4.2 Template Instantiation

We used the proposed system to generate requirements definition for this application. We used the proposed SLO and created an instance repository of concepts identified in the literature related to house price prediction. Figure 5 represents one template instance generated based on the SLO, driven by different requirements user specified in the requirements template shown in the Fig. 4. The numbers are used to match the requirements in the template with the concepts defined in instance repository. Furthermore, each concept type according to the SLO is indicated in italic.

4.3 Prototype Implementation

We are developing a complete prototype of the proposed system. As the first step, the ontologies and instance repository are created on a semantic triple store. The ART and requirements templates are also defined in OWL XML syntax. A semantic query engine is being implemented as a REST API where results are generated when the requirements and parameters are passed.

A web-based front end will be designed to drive the interaction for requirements definition based on the requirements templates. Requirement template manager and dialog manager will be developed on the server side of the web-based application.

5 Conclusion and Future Work

In this paper, we propose a system for defining requirements related to data analytics process via ontologies and a requirements taxonomy. The main advantage of leveraging ontologies is that it provides traceability between different strategic and operational requirements as well as related domain or contexts. Once an organization develops a rich knowledge repository following the proposed system design, it becomes easy and efficient to define new analytics requirements. We express the capabilities of the system by applying it to developing an analytics solution for house price prediction.

By using the proposed method in the house price prediction application we observed that it provided a sound approach to define and link the essential properties of the tacit knowledge of the domain experts from which requirements can be easily generated. It also enabled us to link the known ontologies in the domain with the requirements which enabled us to utilize well established knowledge in the filed. In addition, as requirements generation is automated we can update the requirements specifications as the domain knowledge changes.

Next step of our research is to design an effective interface that enables users to communicate with requirements templates, ontologies and instance repository. We are experimenting with a web-based application that drives dialog-based communication with the user to finalize the requirements definition [4]. Further, we are looking at tools that capture and catalog business models through ontologies and how they can be extended to support our system design.

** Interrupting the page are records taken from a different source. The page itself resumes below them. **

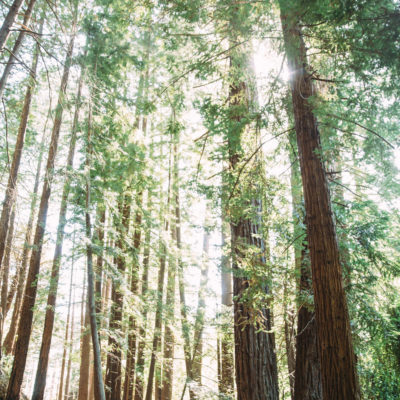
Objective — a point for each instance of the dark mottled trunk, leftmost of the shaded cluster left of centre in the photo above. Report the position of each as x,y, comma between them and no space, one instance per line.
113,370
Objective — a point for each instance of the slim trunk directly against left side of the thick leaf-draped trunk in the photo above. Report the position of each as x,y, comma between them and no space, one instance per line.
227,364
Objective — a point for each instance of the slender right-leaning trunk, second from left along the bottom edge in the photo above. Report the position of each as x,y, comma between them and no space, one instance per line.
41,372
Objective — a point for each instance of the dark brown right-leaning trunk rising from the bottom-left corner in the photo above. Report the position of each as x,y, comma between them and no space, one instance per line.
25,326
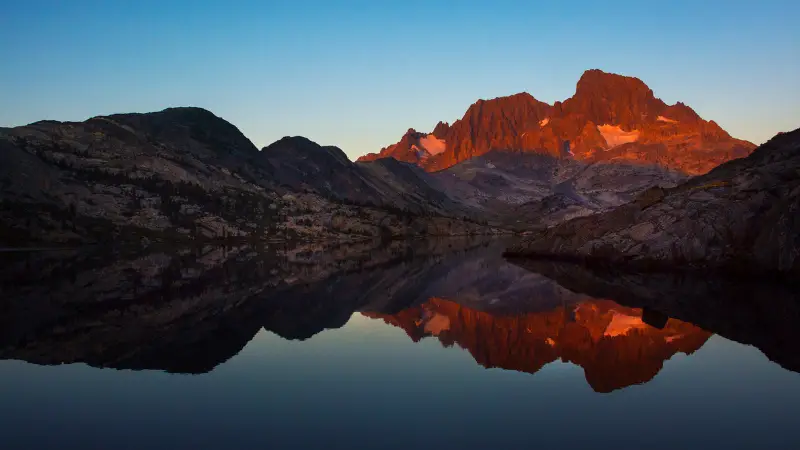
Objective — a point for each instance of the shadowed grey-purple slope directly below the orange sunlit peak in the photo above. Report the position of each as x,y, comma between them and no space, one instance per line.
525,189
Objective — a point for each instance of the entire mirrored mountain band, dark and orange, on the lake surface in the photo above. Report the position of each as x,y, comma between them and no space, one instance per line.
190,310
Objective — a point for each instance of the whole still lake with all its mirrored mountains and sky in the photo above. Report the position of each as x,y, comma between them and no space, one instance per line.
396,345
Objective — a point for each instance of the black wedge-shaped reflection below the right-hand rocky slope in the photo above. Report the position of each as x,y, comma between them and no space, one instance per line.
762,313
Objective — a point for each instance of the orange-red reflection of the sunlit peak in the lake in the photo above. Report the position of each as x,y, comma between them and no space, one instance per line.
612,343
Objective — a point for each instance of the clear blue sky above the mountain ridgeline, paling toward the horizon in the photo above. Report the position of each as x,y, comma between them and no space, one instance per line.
357,74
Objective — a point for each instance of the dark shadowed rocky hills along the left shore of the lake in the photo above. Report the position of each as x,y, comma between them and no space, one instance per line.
184,173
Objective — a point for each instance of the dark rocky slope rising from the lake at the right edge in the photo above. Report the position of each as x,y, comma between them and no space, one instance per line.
741,216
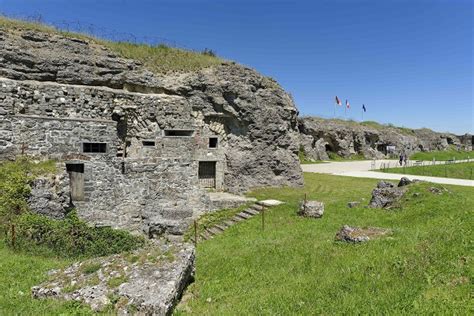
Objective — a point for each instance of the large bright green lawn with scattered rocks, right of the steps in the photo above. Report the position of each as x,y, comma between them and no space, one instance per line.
295,267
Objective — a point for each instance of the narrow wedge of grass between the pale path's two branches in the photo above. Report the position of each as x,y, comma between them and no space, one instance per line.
458,170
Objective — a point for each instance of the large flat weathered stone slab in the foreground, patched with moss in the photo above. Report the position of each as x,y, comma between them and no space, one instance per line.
147,281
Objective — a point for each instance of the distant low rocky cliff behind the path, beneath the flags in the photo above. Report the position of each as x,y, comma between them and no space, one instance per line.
347,138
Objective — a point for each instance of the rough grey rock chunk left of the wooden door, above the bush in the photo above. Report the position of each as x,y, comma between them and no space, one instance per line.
50,196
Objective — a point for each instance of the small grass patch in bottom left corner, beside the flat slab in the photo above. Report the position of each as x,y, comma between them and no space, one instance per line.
19,272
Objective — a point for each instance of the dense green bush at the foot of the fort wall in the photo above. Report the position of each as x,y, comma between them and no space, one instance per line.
71,237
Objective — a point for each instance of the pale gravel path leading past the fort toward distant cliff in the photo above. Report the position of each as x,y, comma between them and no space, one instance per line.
362,169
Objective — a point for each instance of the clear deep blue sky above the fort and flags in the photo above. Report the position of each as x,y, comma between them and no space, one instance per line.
409,61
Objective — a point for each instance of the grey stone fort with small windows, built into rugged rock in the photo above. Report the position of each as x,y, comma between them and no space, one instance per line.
136,150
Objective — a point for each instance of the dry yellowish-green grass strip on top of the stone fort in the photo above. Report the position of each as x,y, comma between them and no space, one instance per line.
159,59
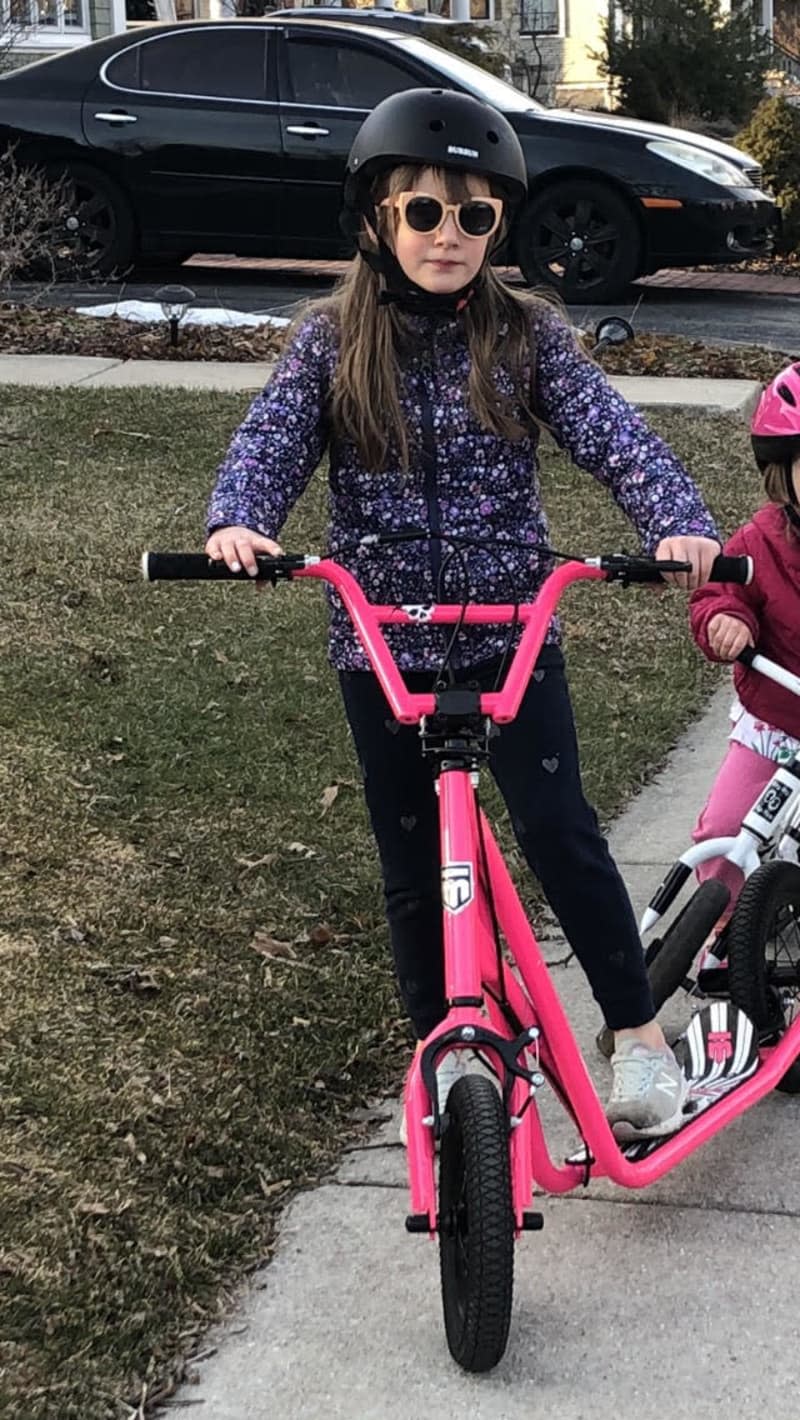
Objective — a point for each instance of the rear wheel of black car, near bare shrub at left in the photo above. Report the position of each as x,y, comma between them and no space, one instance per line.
102,231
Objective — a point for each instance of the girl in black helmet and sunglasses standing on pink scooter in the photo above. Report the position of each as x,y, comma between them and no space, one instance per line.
428,381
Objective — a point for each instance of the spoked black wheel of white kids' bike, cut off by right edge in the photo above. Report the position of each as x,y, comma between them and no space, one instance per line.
764,939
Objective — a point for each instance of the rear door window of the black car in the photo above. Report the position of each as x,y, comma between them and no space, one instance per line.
218,63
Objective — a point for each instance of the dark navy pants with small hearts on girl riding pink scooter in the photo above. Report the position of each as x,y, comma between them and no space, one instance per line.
535,763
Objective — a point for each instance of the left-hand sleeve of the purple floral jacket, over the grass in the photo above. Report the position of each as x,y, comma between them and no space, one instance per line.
279,445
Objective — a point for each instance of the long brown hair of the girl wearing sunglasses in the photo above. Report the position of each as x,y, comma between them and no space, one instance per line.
366,403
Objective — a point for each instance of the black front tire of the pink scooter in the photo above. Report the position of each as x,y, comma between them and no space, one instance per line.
477,1225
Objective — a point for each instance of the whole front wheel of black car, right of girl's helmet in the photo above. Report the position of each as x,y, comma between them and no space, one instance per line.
571,212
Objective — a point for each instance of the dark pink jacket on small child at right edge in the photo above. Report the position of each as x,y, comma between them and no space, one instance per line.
769,607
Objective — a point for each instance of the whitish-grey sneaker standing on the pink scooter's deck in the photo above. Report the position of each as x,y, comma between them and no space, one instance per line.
647,1094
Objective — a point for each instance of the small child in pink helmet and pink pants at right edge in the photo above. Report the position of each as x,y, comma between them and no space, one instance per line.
725,620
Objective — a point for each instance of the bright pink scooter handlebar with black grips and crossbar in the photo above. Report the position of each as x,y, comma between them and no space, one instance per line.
367,618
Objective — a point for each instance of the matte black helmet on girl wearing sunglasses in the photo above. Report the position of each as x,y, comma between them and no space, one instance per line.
436,129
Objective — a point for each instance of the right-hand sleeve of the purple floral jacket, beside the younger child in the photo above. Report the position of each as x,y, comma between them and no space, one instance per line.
609,438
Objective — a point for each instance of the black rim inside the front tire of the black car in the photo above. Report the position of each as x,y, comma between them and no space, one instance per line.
576,244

Potential extension of this work is mapping the requirements taxonomy with the traditional requirements definitions expressed in natural languages, enabling requirements definition for users in more intuitive fashion. We are also planning to integrate the system into our business process model based requirements generation model [1]. As the outcome of this system is a well-defined requirements definition connected to low-level artifacts of the analytics process such as data sets, incorporating it with a semantic service model such as SA-REST this system can be enhanced to support requirements driven service orchestration to realize execution level analytics processes.